With more than ten plays, numerous novels and short stories, Hein, who was born in Silesia in 1944 and grew up near Leipzig, has become one of the most important producers of contemporary literature. When he was awarded the Heinrich Mann Prize, the GDR's most prestigious literary prize, by the Academy of Arts in 1982, he was still largely unknown in West Germany. With Schlötel oder Was solls, however, his first play was staged in Berlin as early as 1974. Often published after a long delay and performed with only moderate success in the GDR, there were hardly any theaters in the Federal Republic that included his plays in their repertoire.

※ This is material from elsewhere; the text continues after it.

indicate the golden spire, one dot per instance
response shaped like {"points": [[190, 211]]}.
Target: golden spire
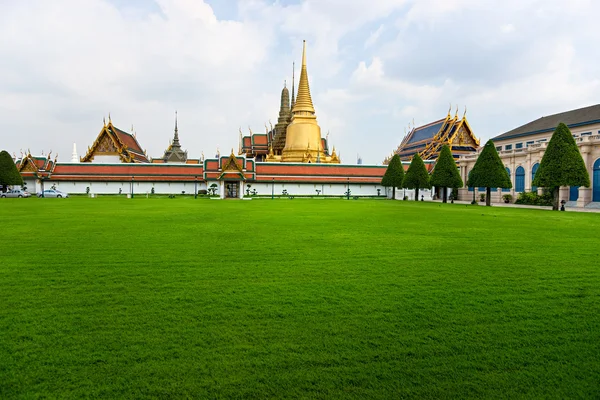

With his literature and his political appearance, he became an important figure of the GDR's transition period. His 1985/86 comedy Die Ritter der Tafelrunde (West German premiere at the Kassel Staatstheater) became the most-performed play in the crumbling GDR in 1989/90, although Hein always denied that he had written a play about the GDR's leadership clique. It is more likely a burlesque play about communities that block themselves through ritualized thought and action. The role of the intellectual and his place in a historical environment are recurrent themes in Christoph Hein's work, as in his first important novel Horns Ende (Horn's End), published in 1985, again after some delays.
GPP event series with Christoph Hein
Hein offered three events in the Eulensaal of the Murhardsche und Landesbibliothek in Kassel from January 23 to 25:
On Jan. 23 at 7 p.m., he spoke on "Literature and Imprinting. Prerequisites of my work." On January 24 at 4 p.m. he held a seminar at the same venue, and on January 25 at 7 p.m. a reading.